Vejam o que ocorre nos Estados Unidos numa situação concreta. Por exemplo, uma infração de trânsito cometida por um estrangeiro, um turista que, após uma semana, voltará para casa. Se ele não pagar a multa, não embarca. Mas ele não tem de levar para o aeroporto uma certidão negativa; ao se apresentar no balcão da companhia aérea, que em geral não é uma companhia americana, e entregar seu bilhete para ser marcado e o seu passaporte, ele terá o desprazer de ouvir do funcionário da Varig, por exemplo, que não poderá embarcar, pois está devendo ao Tesouro americano. O que quer dizer que o Tesouro americano se organiza para saber quem está devendo a ele, mas não pede a cada cidadão que ande nas ruas dos Estados Unidos com um quilo de certidões negativas penduradas no pescoço. Compete ao Estado saber quem deve a ele.
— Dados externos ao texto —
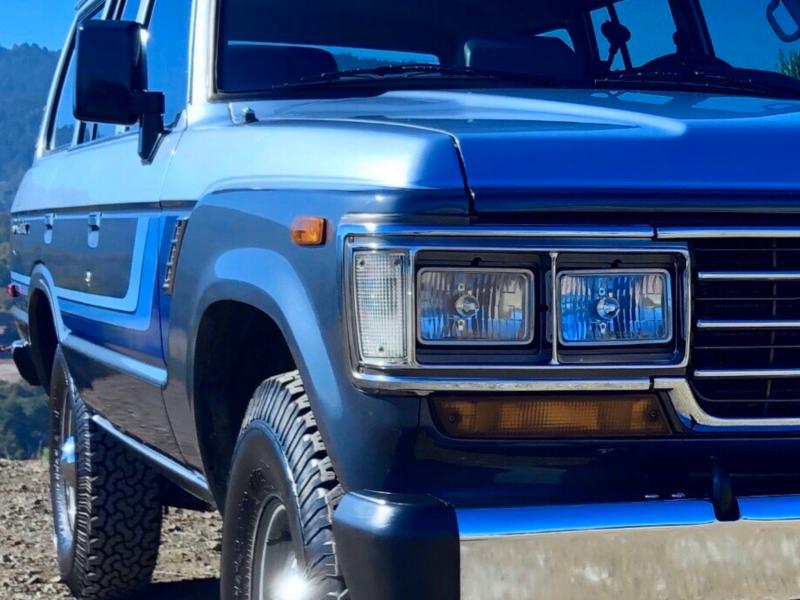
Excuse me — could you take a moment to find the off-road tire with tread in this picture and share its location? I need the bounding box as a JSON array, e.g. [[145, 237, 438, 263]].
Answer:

Em vista disso, um dos projetos apresentados, que tomou o número 209, altera dispositivo do Código Tributário Nacional e lida com a questão do abuso praticado pelo Estado na exigência aos cidadãos do cumprimento de formalidades que ele, Estado, deveria estar preparado para não precisar. Um exemplo que dou sempre é o requerimento de aposentadoria. Um cidadão que cumpriu a obrigação legal de contribuir para a Previdência durante 30, 35, 40, 50 ou 100 anos cumpriu todas as obrigações que a lei lhe impõe. Quando cumpriu, ele é obrigado, para aposentar-se, a requerer a uma autoridade que lhe conceda a aposentadoria.

Se ele comprou a sua aposentadoria ao Estado brasileiro e pagou o preço dessa compra, ele deveria ser aposentado automaticamente. Ele deveria requerer à Previdência não se aposentar. Se deseja continuar no serviço ativo por mais dois ou três anos, ele deveria requerer não se aposentar. Requerer aposentar-se depois de haver pago corretamente durante não sei quantos anos presume, em primeiro lugar, que a autoridade a quem ele dirige o seu requerimento, que sempre termina dizendo que nesses termos pede deferimento, pode indeferir.

A autoridade no Brasil não indefere. Pede ao requerente que vá buscar os papéis que comprovam que ele contribuiu. E essa exigência é um abuso que está na hora de acabar. Que se dê um prazo à Previdência para que se organize, de um, dois, cinco, dez anos, penso que deve ser dado. Mas que se pense que isso pode ser mantido e tolerado por cidadãos que desejam ver seu país incorporar métodos, hábitos, procedimentos de países adiantados, que costumamos agora chamar de países do Primeiro Mundo, isso não. Está na hora e teremos que interromper.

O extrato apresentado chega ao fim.